When I last reported on the subject of the Forum, a meeting had been set between Claimants' and Defendants' to try and hammer out a joint Pre Action Protocol. However prior to that meeting, Master Victoria McCloud then wrote to the Forum, to explain that she could no longer play a role.
So, the Group was left without judicial support for the time being. Nonetheless the Claimants offered to meet with the Defendants, and a date was set for the 9th May 2017 at the offices of BL Claims to discuss the Protocol. Prior to that meeting, the Claimants' team had meet to discuss and agree their joint approach, which is set out in the present Claimants' Draft Protocol.
Sarah Erwin-Jones of Browne Jacobson and Adam Weitzman QC of 7 Bedford Row kindly agreed to attend. It is not clear at present how much "buy in" there was from the Defendant firms and it was made clear neither had authority to bind any firm, insurance company or institution.
The minutes of that meeting have not yet been agreed. However, these are the main points:-
"7. PRE MEDICAL REPORT OFFERS
7.1 There shall be no offers of settlement made by the Defendant prior to the service of any expert medical evidence unless specifically invited in writing by the Claimant."
The Claimants pointed out that the whole idea behind the protocol was the early provision of disclosure and information to the Defendants. If this was not agreed, then the Claimants would simply withhold that disclosure/information until they were ready to draft a full Letter of Claim. There was no point being open about a claim from the outset, if the Claimant was going to be wrongfooted by the Defendant. The Defendant answer to this was that Part 36 allowed for a court to vary the normal consequences of a Part 36 offer accepted late.
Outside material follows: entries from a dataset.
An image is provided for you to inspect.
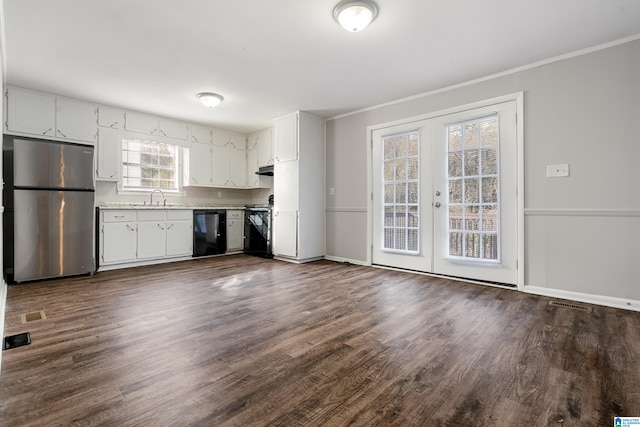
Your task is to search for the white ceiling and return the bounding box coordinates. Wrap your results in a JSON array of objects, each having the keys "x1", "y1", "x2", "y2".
[{"x1": 0, "y1": 0, "x2": 640, "y2": 133}]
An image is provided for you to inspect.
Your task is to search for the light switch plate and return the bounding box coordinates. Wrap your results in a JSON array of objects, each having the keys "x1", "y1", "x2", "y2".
[{"x1": 547, "y1": 163, "x2": 569, "y2": 178}]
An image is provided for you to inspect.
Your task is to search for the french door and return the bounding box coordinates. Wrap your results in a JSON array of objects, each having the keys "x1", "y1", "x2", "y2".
[{"x1": 372, "y1": 101, "x2": 518, "y2": 284}]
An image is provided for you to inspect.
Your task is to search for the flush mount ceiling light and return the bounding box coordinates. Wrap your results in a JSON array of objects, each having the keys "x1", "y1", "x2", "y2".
[
  {"x1": 333, "y1": 0, "x2": 378, "y2": 33},
  {"x1": 196, "y1": 92, "x2": 224, "y2": 108}
]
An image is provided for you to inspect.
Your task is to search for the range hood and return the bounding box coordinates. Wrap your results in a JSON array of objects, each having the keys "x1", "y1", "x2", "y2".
[{"x1": 256, "y1": 165, "x2": 273, "y2": 176}]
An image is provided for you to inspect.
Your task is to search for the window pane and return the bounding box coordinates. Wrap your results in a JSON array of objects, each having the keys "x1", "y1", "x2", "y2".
[
  {"x1": 449, "y1": 179, "x2": 462, "y2": 203},
  {"x1": 482, "y1": 234, "x2": 498, "y2": 260},
  {"x1": 447, "y1": 116, "x2": 500, "y2": 261},
  {"x1": 449, "y1": 153, "x2": 462, "y2": 177},
  {"x1": 480, "y1": 117, "x2": 498, "y2": 147},
  {"x1": 382, "y1": 131, "x2": 420, "y2": 253},
  {"x1": 449, "y1": 233, "x2": 462, "y2": 256},
  {"x1": 464, "y1": 150, "x2": 480, "y2": 176},
  {"x1": 480, "y1": 148, "x2": 498, "y2": 175},
  {"x1": 448, "y1": 125, "x2": 462, "y2": 152},
  {"x1": 449, "y1": 206, "x2": 462, "y2": 230},
  {"x1": 464, "y1": 122, "x2": 480, "y2": 150},
  {"x1": 464, "y1": 233, "x2": 480, "y2": 258},
  {"x1": 482, "y1": 177, "x2": 498, "y2": 203},
  {"x1": 122, "y1": 140, "x2": 178, "y2": 190},
  {"x1": 464, "y1": 178, "x2": 480, "y2": 203}
]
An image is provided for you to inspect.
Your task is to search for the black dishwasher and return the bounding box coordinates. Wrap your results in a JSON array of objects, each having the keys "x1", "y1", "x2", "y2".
[{"x1": 193, "y1": 209, "x2": 227, "y2": 257}]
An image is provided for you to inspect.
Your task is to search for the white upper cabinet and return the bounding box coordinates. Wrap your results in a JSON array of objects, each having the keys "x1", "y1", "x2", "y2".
[
  {"x1": 257, "y1": 128, "x2": 273, "y2": 166},
  {"x1": 98, "y1": 105, "x2": 124, "y2": 129},
  {"x1": 124, "y1": 111, "x2": 188, "y2": 141},
  {"x1": 7, "y1": 88, "x2": 56, "y2": 136},
  {"x1": 6, "y1": 87, "x2": 98, "y2": 144},
  {"x1": 272, "y1": 114, "x2": 298, "y2": 163},
  {"x1": 56, "y1": 98, "x2": 98, "y2": 144},
  {"x1": 211, "y1": 144, "x2": 230, "y2": 187},
  {"x1": 188, "y1": 142, "x2": 212, "y2": 187},
  {"x1": 189, "y1": 125, "x2": 211, "y2": 143},
  {"x1": 227, "y1": 148, "x2": 247, "y2": 188},
  {"x1": 96, "y1": 127, "x2": 121, "y2": 181}
]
The objection to Clause 7 led to a discussion as to what would be the "trade off" for the Defendants accepting paragraph 7. In other words, what would they accept in return for their agreement to this Clause?
Two options were suggested:-
The Defendant makes a pre-medical report Part 36 offer. The Claimant then obtains a medical report. If the Claimant then wants to accept the Defendant's offer, then the Claimant doesn't have to pay the Defendant's costs out of his damages, i.e. both sides drop hands 21 days from the date on which the Part 36 offer is made.
If the Claimant accepted a Part 36 offer late, having obtained medical evidence and disclosed it, then he could only recover local court rates, i.e. no enhanced rate, throughout the case.
The day after the meeting, on the 10th May 2017, Master McCloud wrote to the entire Group again. She explained that her earlier concern was, understandably, that her involvement might have appeared to be "official". Alternatively it might have led to the position where, say, a solicitor relied on the protocol, but was then criticised by a different judge for using it or part of it.
Master McCloud explained what whilst she would not be able to engage in the Protocol work at a detailed level, she wanted to be kept informed. If both sides could agree to a Draft Protocol, then she would be happy in that event to pass it on to the relevant members of the Rules Committee to invite them to consider it as a joint claimant and defendant and stakeholder suggestion.
The next step is for Claimant firms to agree on which Option to put to the Defendant firms. We can then set a further meeting.